So I would not recommend, based on that, you having instant porridge on its own with water for every meal of the day, absolutely.
No, because you're likely as well to just not feel great for the rest of the day because it sets you up on that kind of roller coaster where you're having the big peak, you're having this dip.
It's driving you then to go and have a quick fix to get your blood sugar back up.
You're then eating more at your next meal and you'll probably feel less energetic, less alert.
So yeah, I wouldn't advise that.
So I added nuts, seeds, dried berries, and some nut butter, and they contain extra fiber, extra protein, and extra fat.

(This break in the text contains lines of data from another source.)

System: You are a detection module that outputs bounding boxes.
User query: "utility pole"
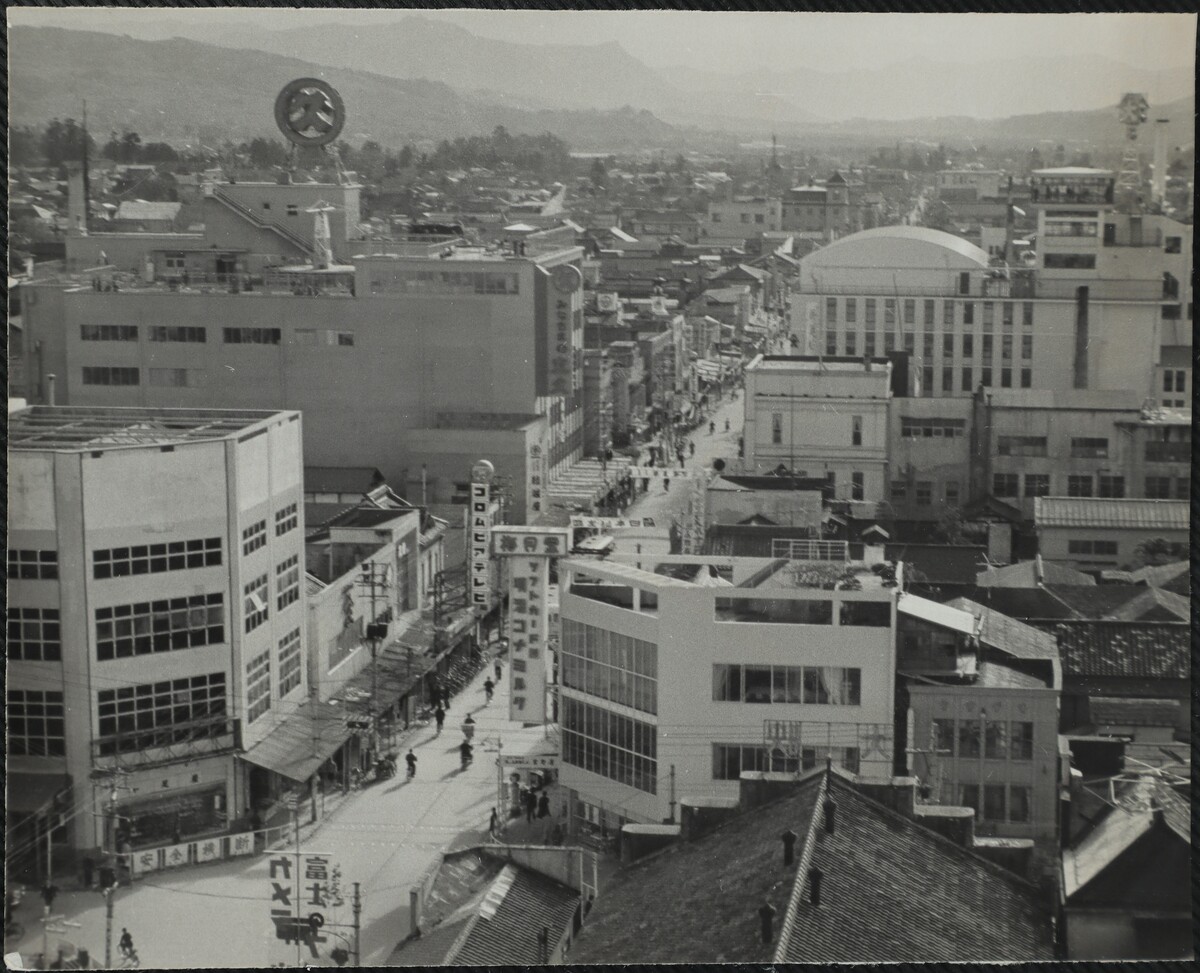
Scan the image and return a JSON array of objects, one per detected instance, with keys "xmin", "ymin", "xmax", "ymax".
[{"xmin": 353, "ymin": 882, "xmax": 362, "ymax": 966}]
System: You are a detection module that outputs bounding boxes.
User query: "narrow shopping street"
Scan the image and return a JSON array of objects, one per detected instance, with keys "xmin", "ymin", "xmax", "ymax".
[{"xmin": 8, "ymin": 666, "xmax": 558, "ymax": 969}]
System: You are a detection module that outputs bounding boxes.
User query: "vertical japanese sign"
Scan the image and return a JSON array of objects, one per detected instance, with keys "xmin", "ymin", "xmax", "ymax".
[
  {"xmin": 468, "ymin": 460, "xmax": 496, "ymax": 611},
  {"xmin": 268, "ymin": 852, "xmax": 340, "ymax": 959}
]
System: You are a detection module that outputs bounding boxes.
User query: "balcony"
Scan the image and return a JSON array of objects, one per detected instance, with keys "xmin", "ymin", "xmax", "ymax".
[{"xmin": 1146, "ymin": 443, "xmax": 1192, "ymax": 463}]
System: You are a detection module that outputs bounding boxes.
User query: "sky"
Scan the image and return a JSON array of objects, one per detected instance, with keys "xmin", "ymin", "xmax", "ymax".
[{"xmin": 7, "ymin": 7, "xmax": 1196, "ymax": 73}]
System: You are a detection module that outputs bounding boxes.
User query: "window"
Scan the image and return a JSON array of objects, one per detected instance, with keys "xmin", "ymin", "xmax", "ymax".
[
  {"xmin": 275, "ymin": 504, "xmax": 299, "ymax": 537},
  {"xmin": 79, "ymin": 324, "xmax": 138, "ymax": 341},
  {"xmin": 280, "ymin": 629, "xmax": 300, "ymax": 699},
  {"xmin": 222, "ymin": 328, "xmax": 282, "ymax": 344},
  {"xmin": 91, "ymin": 537, "xmax": 221, "ymax": 581},
  {"xmin": 97, "ymin": 672, "xmax": 229, "ymax": 756},
  {"xmin": 991, "ymin": 473, "xmax": 1020, "ymax": 497},
  {"xmin": 1025, "ymin": 473, "xmax": 1050, "ymax": 497},
  {"xmin": 1008, "ymin": 720, "xmax": 1033, "ymax": 761},
  {"xmin": 983, "ymin": 783, "xmax": 1004, "ymax": 821},
  {"xmin": 959, "ymin": 720, "xmax": 979, "ymax": 758},
  {"xmin": 1146, "ymin": 476, "xmax": 1171, "ymax": 500},
  {"xmin": 96, "ymin": 591, "xmax": 224, "ymax": 662},
  {"xmin": 275, "ymin": 554, "xmax": 300, "ymax": 612},
  {"xmin": 83, "ymin": 365, "xmax": 140, "ymax": 385},
  {"xmin": 7, "ymin": 607, "xmax": 62, "ymax": 662},
  {"xmin": 1067, "ymin": 473, "xmax": 1092, "ymax": 497},
  {"xmin": 1042, "ymin": 253, "xmax": 1096, "ymax": 270},
  {"xmin": 5, "ymin": 691, "xmax": 67, "ymax": 757},
  {"xmin": 241, "ymin": 521, "xmax": 266, "ymax": 557},
  {"xmin": 1008, "ymin": 783, "xmax": 1030, "ymax": 824},
  {"xmin": 560, "ymin": 621, "xmax": 658, "ymax": 713},
  {"xmin": 246, "ymin": 649, "xmax": 271, "ymax": 723},
  {"xmin": 996, "ymin": 436, "xmax": 1046, "ymax": 456},
  {"xmin": 150, "ymin": 324, "xmax": 209, "ymax": 344},
  {"xmin": 146, "ymin": 368, "xmax": 208, "ymax": 389},
  {"xmin": 242, "ymin": 575, "xmax": 268, "ymax": 632},
  {"xmin": 8, "ymin": 547, "xmax": 59, "ymax": 581},
  {"xmin": 562, "ymin": 696, "xmax": 658, "ymax": 794}
]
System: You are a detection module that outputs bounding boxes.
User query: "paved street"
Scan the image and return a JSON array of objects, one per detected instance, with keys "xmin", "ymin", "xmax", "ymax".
[{"xmin": 6, "ymin": 667, "xmax": 552, "ymax": 969}]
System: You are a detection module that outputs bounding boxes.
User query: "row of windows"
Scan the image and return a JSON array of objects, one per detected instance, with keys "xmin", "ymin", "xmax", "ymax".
[
  {"xmin": 5, "ymin": 691, "xmax": 67, "ymax": 757},
  {"xmin": 563, "ymin": 697, "xmax": 658, "ymax": 794},
  {"xmin": 934, "ymin": 719, "xmax": 1033, "ymax": 763},
  {"xmin": 97, "ymin": 672, "xmax": 229, "ymax": 756},
  {"xmin": 713, "ymin": 663, "xmax": 863, "ymax": 707},
  {"xmin": 713, "ymin": 744, "xmax": 862, "ymax": 780},
  {"xmin": 96, "ymin": 593, "xmax": 224, "ymax": 662},
  {"xmin": 6, "ymin": 607, "xmax": 62, "ymax": 662},
  {"xmin": 8, "ymin": 547, "xmax": 59, "ymax": 581},
  {"xmin": 246, "ymin": 649, "xmax": 271, "ymax": 723},
  {"xmin": 91, "ymin": 537, "xmax": 221, "ymax": 581}
]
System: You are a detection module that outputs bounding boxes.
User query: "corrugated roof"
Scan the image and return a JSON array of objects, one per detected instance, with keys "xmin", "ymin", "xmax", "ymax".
[
  {"xmin": 1055, "ymin": 621, "xmax": 1192, "ymax": 679},
  {"xmin": 1033, "ymin": 497, "xmax": 1190, "ymax": 530}
]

And we know that fiber, fat, and protein impact the rate at which our stomach empties and
they impact also the rate at which blood glucose is then absorbed from the bloodstream and also some hormones like insulin, which obviously also impact how we metabolize the blood sugar.
So by adding and layering on this extra fat protein and fiber,
it modulates how quickly we absorb the glucose, so it modulates this rise in blood sugar.
Yeah, mine is a little bit better than yours, yes.
And it's surprising, actually, even though I paired it with the fiber, the fat, and the protein, that it's still gone up that high.
Yeah, and it's all to do with the magic of the food matrix that we often talk about here at ZOE, which basically is the structure of the food.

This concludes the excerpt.